The Interdecadal Pacific Oscillation (IPO), a major atmospheric and meteorological pattern in the mid-Pacific Ocean, is now switching into a positive phase that will likely boost Pacific Ocean temperatures and accelerate global warming, according to new research.
Reporting in the journal Geophysical Research Letters, scientists at Melbourne University say that the IPO was in a negative phase from 2000 to 2014, which cooled sea surface temperatures in the Pacific and moderated global warming. The negative phase of the IPO, the paper said, served as a “temporary buffer” that “cushioned the impacts of global warming on extreme events, such as heatwaves.” Ben Henley, co-author of the paper, said in an interview, “The negative phase might have lulled us into a false sense of security — the planet appears temporarily to not be warming as fast.”

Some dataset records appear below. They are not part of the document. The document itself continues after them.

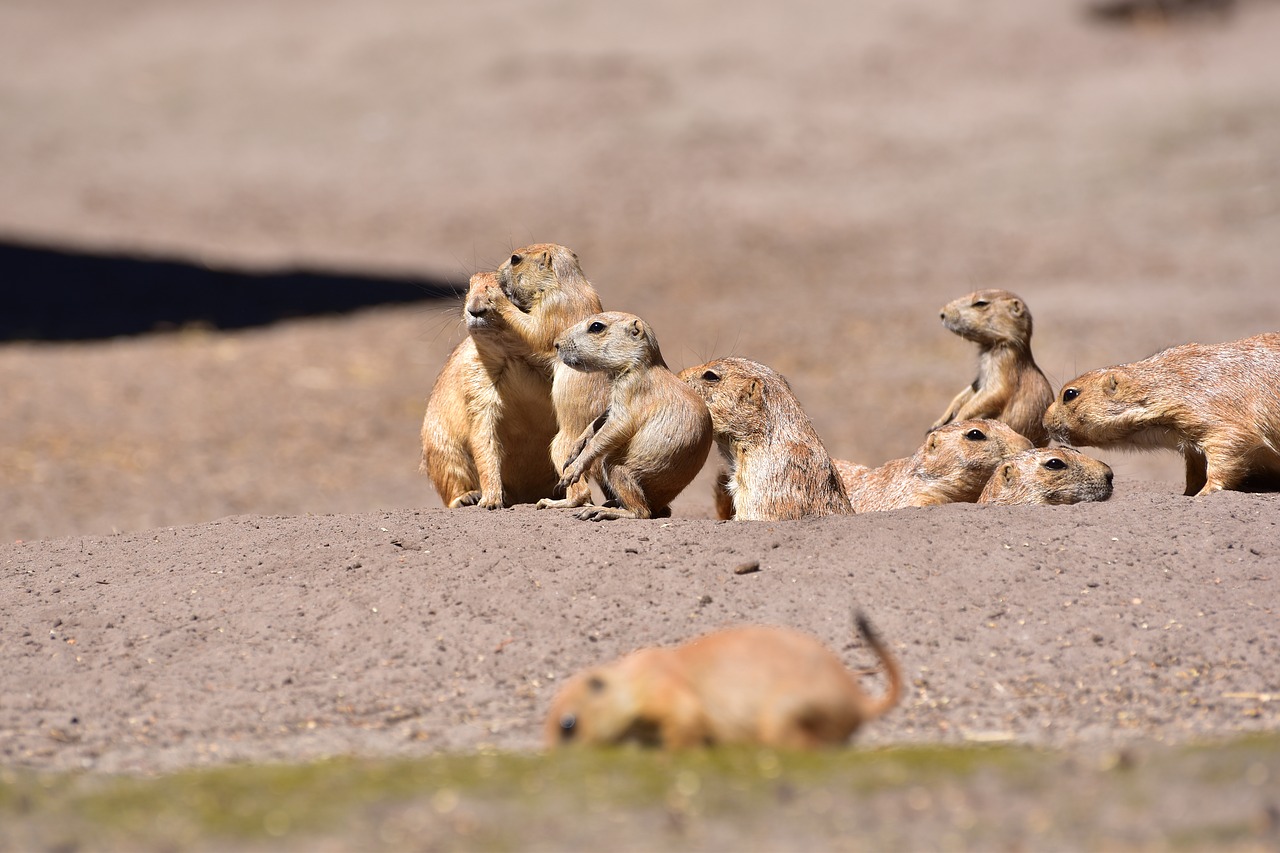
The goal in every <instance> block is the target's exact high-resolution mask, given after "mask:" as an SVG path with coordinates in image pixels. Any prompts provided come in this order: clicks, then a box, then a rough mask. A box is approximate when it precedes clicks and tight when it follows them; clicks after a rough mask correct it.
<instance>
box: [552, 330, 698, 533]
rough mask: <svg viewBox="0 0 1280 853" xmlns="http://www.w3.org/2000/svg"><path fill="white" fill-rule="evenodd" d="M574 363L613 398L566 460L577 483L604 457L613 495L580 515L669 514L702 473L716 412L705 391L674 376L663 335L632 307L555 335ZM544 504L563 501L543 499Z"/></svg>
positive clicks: (654, 514)
mask: <svg viewBox="0 0 1280 853" xmlns="http://www.w3.org/2000/svg"><path fill="white" fill-rule="evenodd" d="M556 348H557V351H558V352H559V359H561V361H562V362H564V364H566V365H567V366H570V368H572V369H573V370H582V371H588V373H598V374H602V375H604V377H605V378H607V380H608V383H609V403H608V409H605V410H604V414H602V415H600V416H599V418H596V419H595V420H594V421H593V423H591V424H589V425H588V427H586V429H584V430H582V434H581V435H579V438H577V442H576V443H575V444H573V448H572V451H571V453H570V456H568V460H567V462H566V464H564V467H563V476H562V478H561V485H562V487H564V488H568V487H571V485H572V484H573V483H576V482H577V480H580V479H582V476H585V475H586V473H588V470H590V469H591V466H593V465H594V464H595V462H596V461H599V466H600V467H599V470H600V473H599V476H600V482H602V485H603V487H604V488H605V489H607V491H608V492H609V494H612V496H613V498H612V500H611V501H608V502H607V503H605V505H604V506H591V507H588V508H586V510H584V511H582V512H581V514H580V515H579V517H581V519H591V520H595V521H605V520H612V519H649V517H655V516H657V517H663V516H667V515H669V514H671V501H672V500H673V498H675V497H676V496H677V494H680V492H681V491H684V488H685V487H686V485H689V483H690V482H691V480H692V479H694V478H695V476H696V475H698V471H700V470H701V467H703V462H705V461H707V453H708V452H709V451H710V446H712V416H710V414H709V412H708V411H707V406H705V403H703V400H701V397H699V396H698V394H695V393H694V392H692V389H691V388H690V387H689V386H686V384H685V383H682V382H681V380H680V379H677V378H676V374H673V373H672V371H671V370H669V369H668V368H667V362H666V361H663V359H662V351H660V350H659V348H658V338H657V337H654V333H653V329H650V328H649V324H646V323H645V321H644V320H641V319H640V318H637V316H635V315H634V314H622V313H618V311H609V313H605V314H596V315H595V316H591V318H588V319H586V320H582V321H581V323H579V324H577V325H575V327H572V328H570V329H568V330H566V332H564V333H563V334H561V337H559V338H558V339H557V341H556ZM539 506H557V503H554V502H549V501H540V502H539Z"/></svg>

But shifts in mid-Pacific atmospheric and oceanic currents have now moved the IPO into a positive phase, meaning sea surface temperatures are expected to rise across a broad swath of the Pacific straddling the Equator. That, in turn, will drive up global temperatures — already setting records in recent years — to levels that by 2026 may well exceed a 1.5-degree C (2.7 F) increase over pre-industrial temperatures.
Changes in the IPO can influence Pacific Ocean temperatures in a band from 50 degrees north latitude to 50 degrees south, a significantly larger area than is affected by the better-known El Niño Southern Oscillation.